Well, here I sit watching another episode of “Saving Grace.” Pretty bad night of TV for me to be watching this. It’s supposed to be set in Oklahoma City, and that really makes me wince. I have visions of people all over the country watching it and thinking, “So that’s what Oklahoma City is like.”
The only reason I watch the show is to see how they depict OKC, where I lived most of my life. For starters, it was filmed in Canada, so don’t think you’re looking at OKC if you watch.
I don’t know for sure how fiction writers set their scenes, but I have some suggestions. First, don’t go overboard on stereotypical characters. Just because your setting is Oklahoma doesn’t mean you should fill the local police precinct with cowboys and Indians.

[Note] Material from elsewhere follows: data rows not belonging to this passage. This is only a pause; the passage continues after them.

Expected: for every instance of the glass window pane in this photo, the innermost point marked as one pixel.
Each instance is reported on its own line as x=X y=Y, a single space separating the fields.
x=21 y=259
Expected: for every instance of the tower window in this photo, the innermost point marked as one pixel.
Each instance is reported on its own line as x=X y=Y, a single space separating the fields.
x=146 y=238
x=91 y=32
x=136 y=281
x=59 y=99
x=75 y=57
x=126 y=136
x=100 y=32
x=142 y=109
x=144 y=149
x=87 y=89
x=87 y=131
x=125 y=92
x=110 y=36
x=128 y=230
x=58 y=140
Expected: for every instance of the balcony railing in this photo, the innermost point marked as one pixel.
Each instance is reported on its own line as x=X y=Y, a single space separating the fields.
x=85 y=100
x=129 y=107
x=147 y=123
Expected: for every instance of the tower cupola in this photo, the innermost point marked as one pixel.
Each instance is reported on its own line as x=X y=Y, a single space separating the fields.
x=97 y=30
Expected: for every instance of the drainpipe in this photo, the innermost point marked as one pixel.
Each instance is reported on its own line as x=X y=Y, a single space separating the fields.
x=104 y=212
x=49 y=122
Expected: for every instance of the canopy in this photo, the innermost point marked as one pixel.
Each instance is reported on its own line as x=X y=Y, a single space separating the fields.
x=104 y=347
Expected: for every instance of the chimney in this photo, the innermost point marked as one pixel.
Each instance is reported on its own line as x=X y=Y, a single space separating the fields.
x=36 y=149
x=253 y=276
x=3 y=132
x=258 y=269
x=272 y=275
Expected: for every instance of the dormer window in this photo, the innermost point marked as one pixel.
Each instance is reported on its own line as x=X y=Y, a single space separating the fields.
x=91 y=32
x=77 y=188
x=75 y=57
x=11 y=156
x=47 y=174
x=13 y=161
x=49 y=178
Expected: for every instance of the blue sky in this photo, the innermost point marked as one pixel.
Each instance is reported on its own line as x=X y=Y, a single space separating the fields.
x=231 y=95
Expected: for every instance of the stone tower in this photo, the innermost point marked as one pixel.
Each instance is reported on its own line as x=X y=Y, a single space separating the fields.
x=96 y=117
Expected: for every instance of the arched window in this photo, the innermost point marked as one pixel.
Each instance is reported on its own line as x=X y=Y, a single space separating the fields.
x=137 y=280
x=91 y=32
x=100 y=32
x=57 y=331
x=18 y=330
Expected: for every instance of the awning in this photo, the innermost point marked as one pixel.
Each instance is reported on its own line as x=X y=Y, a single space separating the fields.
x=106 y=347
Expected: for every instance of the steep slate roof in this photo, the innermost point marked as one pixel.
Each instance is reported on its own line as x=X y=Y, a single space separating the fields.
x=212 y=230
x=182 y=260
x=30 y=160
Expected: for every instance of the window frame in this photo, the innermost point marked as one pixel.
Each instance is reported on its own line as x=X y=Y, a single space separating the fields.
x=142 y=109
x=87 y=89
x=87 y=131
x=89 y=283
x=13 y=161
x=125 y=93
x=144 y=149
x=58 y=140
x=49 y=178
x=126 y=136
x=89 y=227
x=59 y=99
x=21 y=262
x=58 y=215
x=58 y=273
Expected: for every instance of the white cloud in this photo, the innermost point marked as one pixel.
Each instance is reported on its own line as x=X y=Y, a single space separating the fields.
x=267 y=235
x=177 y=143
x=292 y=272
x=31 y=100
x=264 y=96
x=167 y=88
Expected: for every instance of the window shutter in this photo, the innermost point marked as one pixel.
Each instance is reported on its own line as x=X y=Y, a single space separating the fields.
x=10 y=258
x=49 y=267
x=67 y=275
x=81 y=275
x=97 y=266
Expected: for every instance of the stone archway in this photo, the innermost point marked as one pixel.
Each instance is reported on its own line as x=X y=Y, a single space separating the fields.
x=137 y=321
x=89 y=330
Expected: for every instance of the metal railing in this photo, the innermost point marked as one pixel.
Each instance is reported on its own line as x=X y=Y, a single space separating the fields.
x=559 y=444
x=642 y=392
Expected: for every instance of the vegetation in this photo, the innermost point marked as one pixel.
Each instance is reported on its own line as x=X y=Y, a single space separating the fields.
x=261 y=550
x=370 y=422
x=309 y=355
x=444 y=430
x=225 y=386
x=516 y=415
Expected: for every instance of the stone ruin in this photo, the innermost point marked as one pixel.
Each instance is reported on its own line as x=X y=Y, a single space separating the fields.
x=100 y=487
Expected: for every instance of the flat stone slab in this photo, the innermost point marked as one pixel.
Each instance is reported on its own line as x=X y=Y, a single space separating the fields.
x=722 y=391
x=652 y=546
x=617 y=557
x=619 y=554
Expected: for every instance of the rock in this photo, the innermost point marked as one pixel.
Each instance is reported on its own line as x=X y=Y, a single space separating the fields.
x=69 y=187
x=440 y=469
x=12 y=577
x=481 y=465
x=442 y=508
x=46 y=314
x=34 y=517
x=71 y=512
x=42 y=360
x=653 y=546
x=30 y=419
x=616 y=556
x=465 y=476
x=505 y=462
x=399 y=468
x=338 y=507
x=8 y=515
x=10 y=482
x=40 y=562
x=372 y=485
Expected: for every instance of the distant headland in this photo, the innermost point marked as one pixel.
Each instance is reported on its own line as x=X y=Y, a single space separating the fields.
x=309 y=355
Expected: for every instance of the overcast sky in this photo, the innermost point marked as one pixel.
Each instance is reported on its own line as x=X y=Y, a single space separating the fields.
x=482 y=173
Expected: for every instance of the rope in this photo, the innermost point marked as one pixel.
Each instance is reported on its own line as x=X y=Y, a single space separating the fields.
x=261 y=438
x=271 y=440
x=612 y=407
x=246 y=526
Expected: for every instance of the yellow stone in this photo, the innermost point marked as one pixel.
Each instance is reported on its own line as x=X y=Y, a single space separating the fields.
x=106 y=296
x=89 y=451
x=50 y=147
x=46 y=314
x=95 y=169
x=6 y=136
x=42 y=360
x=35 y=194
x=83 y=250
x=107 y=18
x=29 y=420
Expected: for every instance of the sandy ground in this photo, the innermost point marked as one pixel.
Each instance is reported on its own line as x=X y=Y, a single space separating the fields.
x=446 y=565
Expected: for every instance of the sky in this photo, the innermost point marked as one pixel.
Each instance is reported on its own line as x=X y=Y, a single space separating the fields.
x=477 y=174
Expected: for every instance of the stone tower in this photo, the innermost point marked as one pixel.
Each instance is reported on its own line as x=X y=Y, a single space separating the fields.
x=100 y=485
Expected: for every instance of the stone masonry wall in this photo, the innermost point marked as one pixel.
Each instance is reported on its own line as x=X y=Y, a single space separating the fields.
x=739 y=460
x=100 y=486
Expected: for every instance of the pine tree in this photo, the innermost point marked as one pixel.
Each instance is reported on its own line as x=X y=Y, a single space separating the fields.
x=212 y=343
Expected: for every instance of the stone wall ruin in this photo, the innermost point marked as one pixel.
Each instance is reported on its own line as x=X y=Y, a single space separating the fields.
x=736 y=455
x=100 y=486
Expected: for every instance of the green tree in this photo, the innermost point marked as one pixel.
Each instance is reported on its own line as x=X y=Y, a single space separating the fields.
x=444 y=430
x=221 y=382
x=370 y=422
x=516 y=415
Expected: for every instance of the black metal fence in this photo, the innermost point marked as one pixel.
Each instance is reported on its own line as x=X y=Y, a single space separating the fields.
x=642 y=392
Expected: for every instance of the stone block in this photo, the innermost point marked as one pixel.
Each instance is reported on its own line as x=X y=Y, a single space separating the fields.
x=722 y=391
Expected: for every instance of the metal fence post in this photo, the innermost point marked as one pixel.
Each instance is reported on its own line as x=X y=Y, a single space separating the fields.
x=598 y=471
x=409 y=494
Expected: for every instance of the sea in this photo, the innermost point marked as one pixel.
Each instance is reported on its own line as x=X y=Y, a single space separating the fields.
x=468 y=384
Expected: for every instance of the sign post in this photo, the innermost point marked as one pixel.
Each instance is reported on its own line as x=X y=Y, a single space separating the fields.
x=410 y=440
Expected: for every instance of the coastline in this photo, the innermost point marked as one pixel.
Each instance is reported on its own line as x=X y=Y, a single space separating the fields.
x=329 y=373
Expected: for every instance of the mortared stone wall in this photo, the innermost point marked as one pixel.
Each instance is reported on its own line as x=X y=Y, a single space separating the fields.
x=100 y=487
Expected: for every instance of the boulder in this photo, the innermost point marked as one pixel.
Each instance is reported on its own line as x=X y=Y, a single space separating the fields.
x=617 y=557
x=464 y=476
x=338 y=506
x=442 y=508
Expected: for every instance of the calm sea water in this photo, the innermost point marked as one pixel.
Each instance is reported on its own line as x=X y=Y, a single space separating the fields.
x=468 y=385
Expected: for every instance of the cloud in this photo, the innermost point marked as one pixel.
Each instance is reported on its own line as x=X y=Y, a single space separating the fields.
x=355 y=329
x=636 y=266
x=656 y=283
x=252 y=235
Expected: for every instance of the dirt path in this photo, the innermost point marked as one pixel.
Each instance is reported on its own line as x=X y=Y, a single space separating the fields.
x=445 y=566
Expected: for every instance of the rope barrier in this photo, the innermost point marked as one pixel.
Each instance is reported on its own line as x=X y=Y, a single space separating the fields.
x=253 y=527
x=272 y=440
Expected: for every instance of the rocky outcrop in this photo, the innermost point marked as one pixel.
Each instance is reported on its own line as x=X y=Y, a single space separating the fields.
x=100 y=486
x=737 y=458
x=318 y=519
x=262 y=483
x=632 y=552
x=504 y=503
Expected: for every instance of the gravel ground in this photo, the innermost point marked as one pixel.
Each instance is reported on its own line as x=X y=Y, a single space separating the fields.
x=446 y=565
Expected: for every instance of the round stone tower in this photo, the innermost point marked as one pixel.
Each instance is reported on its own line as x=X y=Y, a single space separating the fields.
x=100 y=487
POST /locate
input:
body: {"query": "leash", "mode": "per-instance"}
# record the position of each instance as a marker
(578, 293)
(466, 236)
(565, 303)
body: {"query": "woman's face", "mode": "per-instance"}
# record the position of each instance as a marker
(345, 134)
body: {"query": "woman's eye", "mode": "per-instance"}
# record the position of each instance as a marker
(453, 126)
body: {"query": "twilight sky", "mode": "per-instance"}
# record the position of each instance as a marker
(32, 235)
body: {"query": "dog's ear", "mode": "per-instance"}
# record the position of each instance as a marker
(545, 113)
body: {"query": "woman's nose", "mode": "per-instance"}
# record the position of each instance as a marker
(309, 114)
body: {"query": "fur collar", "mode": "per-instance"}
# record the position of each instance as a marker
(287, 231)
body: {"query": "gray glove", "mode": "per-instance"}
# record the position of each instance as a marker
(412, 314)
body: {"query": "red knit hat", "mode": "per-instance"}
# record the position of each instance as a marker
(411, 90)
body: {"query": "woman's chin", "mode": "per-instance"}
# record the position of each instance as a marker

They aren’t that conspicuous in Oklahoma City these days, and of those that are there, not all wear cowboy boots and hats. Or braids.
When you name all those colorful “locals,” try being more original than picking their surnames off a state map: (H)Anadarko, Ada, Dewey, and Stillwater are towns in Oklahoma. And if you must use maps, use them to ensure those intersections you mention really are intersecting, not parallel, streets. Also be aware that maps do not label exclusive neighborhoods as such. Don’t give your fictional car wash an address that puts it right in the middle of the city’s most exclusive residential neighborhood. Research, people, research.
Practice your understanding of geography and distance. If a city is over 600 square miles in area, and the police headquarters is smack in the middle in downtown, your characters are not going to get from there to the middle of a cattle pasture in ten minutes. Not without their sirens, anyway.
A few appropriate props can be useful to set a scene, but don’t fill an entire precinct station with University of Oklahoma memorabilia. Yes, OU football is very big in the state and that stuff is recognized across the country, but chances are very good that the station also houses a variety of other fans, just as rabid, who wouldn’t stand for an exclusively OU decor. Fortunately, this season it looks like they’ve dumped the OU stuff. Just an American flag on the wall. Surprise! One police station looks pretty much like another after all.
There have been a few references to local landmarks — the Paseo District, Bricktown, Frontier City, Quail Springs Mall — and to other cities across the state. All correct and in context this year, thank goodness. Also a few references to the bombing and the Murrah Building, and an actual shot of the memorial that stands there now. Local footage. Hurray!
Holly Hunter still plays her character, Grace Hanadarko, waaay over the top. Or maybe it’s written that way. Either way, I don’t particularly like Grace. Cursing, boozing, smoking, sleeping around. I guess that’s the point. Make her a real sinner so she needs to be saved by the angel, Earl. Earl!! The writers just had to name him Earl? And by the way, could somebody please feed Ms. Hunter? She’s creepy skinny.
Anyway, the point is, I can’t possibly be objective about this show because I know too much about where it supposedly takes place. Makes me wonder how New Yorkers or Los Angelinos or Miamians can watch all those shows set in their cities. Hearing familiar names and locations mentioned is very distracting, especially when they’re wrong. Or maybe I’m just too critical because the whole show irritates me. Maybe it’s just the editor in me wanting to find fault in someone else’s work. Force of habit and all that. Believe me, it’s a curse.